Analisi del voto
Il Vangelo (della sconfitta) secondo Matteo Ricci: ecco perché l’ex sindaco di Pesaro ha perso anche nella sua città
Un anno fa, il 09 giugno 2024, Matteo Ricci festeggiava trionfalmente l’elezione al Parlamento Europeo con 106.482 preferenze e Andrea Biancani veniva eletto sindaco di Pesaro con il 60.60% dei consensi; sembrava l’inizio di una marcia trionfale che avrebbe dovuto trascinare Ricci alla guida della Regione. Pesaro, che nel 2024 aveva ottenuto il titolo di Capitale italiana della cultura, doveva essere il fortino da cui iniziare la cavalcata trionfale; Ricci sembrava aver toccato l’apice della sua carriera politica e già si vedeva proiettato alla guida della Regione e ai vertici del PD. Pesaro, che aveva amministrato per dieci anni, era la sua roccaforte: in città il PD, alle elezioni europee, ottenne un clamoroso 40,19% e Ricci fu plebiscitato con 11.734 preferenze personali su un totale di 50.999 votanti; un pesarese su quattro aveva votato per lui e la strada sembrava in discesa.
Un anno dopo il “sentiment” è radicalmente cambiato
Per giunta Ricci si vantava di non aver mai perso un’elezione. Un anno dopo il “sentiment” è radicalmente cambiato; alle elezioni regionali il candidato Ricci ha ottenuto nella sua città solamente il 50.92% dei voti, vale a dire oltre dieci punti meno di quanto ottenne la coalizione di centrosinistra alle amministrative di un anno fa e il PD non ha ripetuto l’exploit delle scorse elezioni europee fermandosi al 28.55%, tallonato da Fratelli d’Italia che ottiene un ottimo risultato con il 24.59% dei voti. Il risultato appare tanto più deludente se si considera che Ricci è originario di Pesaro di cui è stato sindaco per dieci anni e presidente della Provincia.

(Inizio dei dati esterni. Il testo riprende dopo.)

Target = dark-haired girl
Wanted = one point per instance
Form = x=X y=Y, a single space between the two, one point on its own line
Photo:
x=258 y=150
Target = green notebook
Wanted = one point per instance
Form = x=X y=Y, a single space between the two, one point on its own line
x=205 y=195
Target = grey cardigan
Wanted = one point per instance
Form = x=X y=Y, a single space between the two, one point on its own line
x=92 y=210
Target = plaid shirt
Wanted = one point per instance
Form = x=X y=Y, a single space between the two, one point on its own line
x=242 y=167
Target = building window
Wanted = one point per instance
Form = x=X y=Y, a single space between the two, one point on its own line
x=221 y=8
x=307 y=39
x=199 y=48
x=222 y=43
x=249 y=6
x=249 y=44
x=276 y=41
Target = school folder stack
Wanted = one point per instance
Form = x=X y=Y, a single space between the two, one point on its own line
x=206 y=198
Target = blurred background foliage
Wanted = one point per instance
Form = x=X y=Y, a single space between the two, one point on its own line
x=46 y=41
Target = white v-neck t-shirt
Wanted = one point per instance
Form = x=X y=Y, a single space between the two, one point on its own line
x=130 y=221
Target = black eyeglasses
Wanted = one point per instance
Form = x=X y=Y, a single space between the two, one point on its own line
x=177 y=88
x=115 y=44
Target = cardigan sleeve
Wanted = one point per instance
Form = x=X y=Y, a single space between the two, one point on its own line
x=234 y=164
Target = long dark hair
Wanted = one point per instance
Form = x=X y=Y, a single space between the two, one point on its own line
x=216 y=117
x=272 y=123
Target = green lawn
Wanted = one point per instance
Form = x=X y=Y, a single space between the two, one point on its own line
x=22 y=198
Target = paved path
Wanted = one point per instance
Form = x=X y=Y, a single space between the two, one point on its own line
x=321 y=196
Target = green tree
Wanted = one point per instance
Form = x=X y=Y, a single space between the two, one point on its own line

Perché si è incrinato il rapporto di fiducia con i pesaresi?
Ma cosa è successo? Perché si è incrinato il rapporto di fiducia con i pesaresi? In primis lo scandalo Affidopoli e i rimbrotti della Corte dei conti che ha scritto, che negli anni in cui Ricci era Sindaco, l’avanzo di amministrazione, cioè il risparmio accumulato negli anni, sia stato usato impropriamente per coprire spese correnti come manutenzioni, affitti, contributi e quote associative. Una pratica che la Corte considera scorretta; quei soldi avrebbero dovuto finanziare spese eccezionali, non la gestione di tutti i giorni.
Lo scandalo “Affidopoli” inoltre ha fatto emergere un sistema molto opaco nella gestione dei fondi pubblici; l’inchiesta è ancora in corso e Acquaroli ha evitato accuratamente di attaccare il suo avversario su questo punto.
I marchigiani hanno detto no a Matteo Cetto La Qualunque
Non ha convinto il programma di Ricci: un mix di Prima Repubblica e di Cetto la Qualunque; contributi a pioggia senza spiegare come avrebbe finanziato le sue mirabolanti promesse elettorali. Ricci si è inoltre circondato di un’armata Brancaleone più protesa alle spaghettate antifasciste, alle manifestazioni per Gaza che a proposte concrete per il territorio. Acquaroli, invece, ha difeso il suo bilancio, ha parlato solamente delle Marche, non si è fatto trascinare in discussioni sui massimi sistemi e ha ottenuto il riconoscimento della ZES, che sarà un importante veicolo per il rilancio economico delle Marche. Acquaroli ha difeso la filiera istituzionale mentre Ricci è partito lancia in resta contro il Governo disorientando i marchigiani.
A Pesaro, ad aggravare le cose, si registrano gli scontri con il neosindaco Biancani, che ha dato l’idea di voler fare tabula rasa dell’eredità di Ricci, salvo rientrare nei ranghi nelle ultime settimane. Per giunta questo primo anno di sindacatura di Biancani è stato costellato da gaffes ed errori: la città è ferma e la sinistra pesarese non è mai parsa così debole. Per la prima volta dal dopoguerra Pesaro sembra contendibile, cosa che solo un anno fa sembrava impensabile.